Le tronc du sapin picéa est toujours droit, soit qu'il croisse isolé, soit qu'il croisse à l'état serré; dans le premier cas, il est garni de branches depuis le sol jusqu'à la cime; dans le second, il se dépouille de branches jusqu'aux deux tiers environ de sa hauteur. L'écorce du picéa, qui est d'abord rougeâtre et unie, d'où lui vient probablement le nom de sapin rouge, qu'on lui donne particulièrement en Allemagne et en Suisse, devient grise et rugueuse à mesure que l'arbre approche de sa maturité. Tant que l'arbre est jeune, sain et vigoureux, son tronc est toujours terminé par une flèche; lorsqu'il approche de l'âge de sa maturité ou que sa croissance a été arrêtée par une cause quelconque, il n'a plus de flèche; sa tête s'étale et forme une espèce de buisson d'une très-petite étendue, même dans les picéas des plus belles dimensions: si la cause qui a arrêté la croissance de l'arbre en hauteur cesse, il repart quelquefois une flèche. Le tronc est en queue de rat quand le sapin picéa croît isolé ; il maintient au contraire beaucoup mieux sa grosseur, jusqu'à environ les deux tiers de sa hauteur, quand il croît en .futaie; mais, dans mon parc, je l'ai trouvé inférieur, sous ce rapport, au sapin argenté. Ainsi, lorsque deux de ces sapins y ont crû en futaie à l'état serré, dans des circonstances également favorables, et ont la même hauteur et la même circonférence à un mètre au dessus du sol, c'est ordinairement le tronc du sapin argenté qui a le plus fort volume de bois. Il en est de même dans une allée composée de sapins argentés et de picéas, plantés par mon oncle, en 1787-1788.

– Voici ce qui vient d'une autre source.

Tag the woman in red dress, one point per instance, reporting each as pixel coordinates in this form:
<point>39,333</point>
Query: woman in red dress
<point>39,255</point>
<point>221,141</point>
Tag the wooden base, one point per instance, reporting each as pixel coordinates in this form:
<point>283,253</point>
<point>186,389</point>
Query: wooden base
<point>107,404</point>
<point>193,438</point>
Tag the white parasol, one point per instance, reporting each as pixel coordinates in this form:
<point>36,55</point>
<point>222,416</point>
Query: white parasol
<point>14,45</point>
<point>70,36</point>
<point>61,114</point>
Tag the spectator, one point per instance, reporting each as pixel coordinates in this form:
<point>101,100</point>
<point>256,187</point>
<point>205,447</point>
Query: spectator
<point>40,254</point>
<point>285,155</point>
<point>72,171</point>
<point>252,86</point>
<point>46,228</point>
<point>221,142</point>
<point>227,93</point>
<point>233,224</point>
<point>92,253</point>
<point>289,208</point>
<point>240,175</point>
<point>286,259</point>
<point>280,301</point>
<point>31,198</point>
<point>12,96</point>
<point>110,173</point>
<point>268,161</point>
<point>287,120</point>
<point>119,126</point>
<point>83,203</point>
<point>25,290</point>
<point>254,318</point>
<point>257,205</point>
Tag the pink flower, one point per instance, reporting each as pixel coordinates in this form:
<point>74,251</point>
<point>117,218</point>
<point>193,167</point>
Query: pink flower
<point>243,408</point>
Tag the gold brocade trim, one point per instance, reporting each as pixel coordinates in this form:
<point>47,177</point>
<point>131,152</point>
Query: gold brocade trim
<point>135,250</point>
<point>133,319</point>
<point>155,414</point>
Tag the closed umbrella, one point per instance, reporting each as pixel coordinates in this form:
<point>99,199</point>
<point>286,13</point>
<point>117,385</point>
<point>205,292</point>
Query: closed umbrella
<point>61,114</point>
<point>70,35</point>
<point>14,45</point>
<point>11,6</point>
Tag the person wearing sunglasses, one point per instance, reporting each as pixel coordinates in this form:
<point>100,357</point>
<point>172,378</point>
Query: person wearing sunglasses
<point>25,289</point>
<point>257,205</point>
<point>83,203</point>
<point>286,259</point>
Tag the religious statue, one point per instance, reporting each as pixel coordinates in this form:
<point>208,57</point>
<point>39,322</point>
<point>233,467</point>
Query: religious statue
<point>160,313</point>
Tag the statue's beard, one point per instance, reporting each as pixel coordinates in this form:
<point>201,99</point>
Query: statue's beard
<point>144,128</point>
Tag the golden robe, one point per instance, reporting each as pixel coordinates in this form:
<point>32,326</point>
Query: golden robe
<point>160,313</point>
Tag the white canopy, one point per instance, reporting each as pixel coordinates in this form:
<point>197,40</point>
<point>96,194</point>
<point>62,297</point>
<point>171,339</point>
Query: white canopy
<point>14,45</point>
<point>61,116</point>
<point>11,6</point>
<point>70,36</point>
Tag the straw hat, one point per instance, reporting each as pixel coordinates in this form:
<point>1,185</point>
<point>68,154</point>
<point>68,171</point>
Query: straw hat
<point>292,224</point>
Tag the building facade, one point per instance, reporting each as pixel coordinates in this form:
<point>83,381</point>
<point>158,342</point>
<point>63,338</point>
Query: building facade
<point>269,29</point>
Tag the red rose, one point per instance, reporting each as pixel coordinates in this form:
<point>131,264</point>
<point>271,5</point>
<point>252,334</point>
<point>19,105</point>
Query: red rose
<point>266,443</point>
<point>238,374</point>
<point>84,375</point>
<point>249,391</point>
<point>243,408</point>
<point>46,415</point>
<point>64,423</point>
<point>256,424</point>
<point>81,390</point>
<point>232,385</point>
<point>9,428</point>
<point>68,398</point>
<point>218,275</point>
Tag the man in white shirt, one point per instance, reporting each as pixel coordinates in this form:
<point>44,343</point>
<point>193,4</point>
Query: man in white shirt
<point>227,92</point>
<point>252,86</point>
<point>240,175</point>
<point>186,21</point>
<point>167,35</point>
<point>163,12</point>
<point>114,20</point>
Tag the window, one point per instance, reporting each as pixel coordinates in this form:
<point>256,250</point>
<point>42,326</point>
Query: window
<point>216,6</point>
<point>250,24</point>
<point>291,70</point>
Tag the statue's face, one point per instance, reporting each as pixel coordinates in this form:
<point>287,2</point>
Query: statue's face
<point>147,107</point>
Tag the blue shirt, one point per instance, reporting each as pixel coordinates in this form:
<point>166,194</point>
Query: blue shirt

Si l'on brise le tronc du sapin picéa dans sa jeunesse, une ou deux des branches les plus rapprochées de la brisure continuent le tronc; il paraît quelquefois des boutons adventifs sur le tronc, par exception, mais ils ne parviennent point à former une flèche. Lorsque l'arbre est très-jeune, qu'une seule branche s'empare de la sève et continue le tronc, il ne reste quelquefois point de traces de cet accident; mais si le sapin approchait de sa maturité lorsque cet accident arrive, le tronc resterait mutilé, et si la cassure était trop rapprochée du sol, l'arbre périrait.

Lorsque, dans sa jeunesse, le sapin picéa est longtemps privé d'espace et de lumière par des arbres de son voisinage, sa végétation devient insensible, les extrémités de sa flèche et de ses branches se dessèchent, et il finit par périr.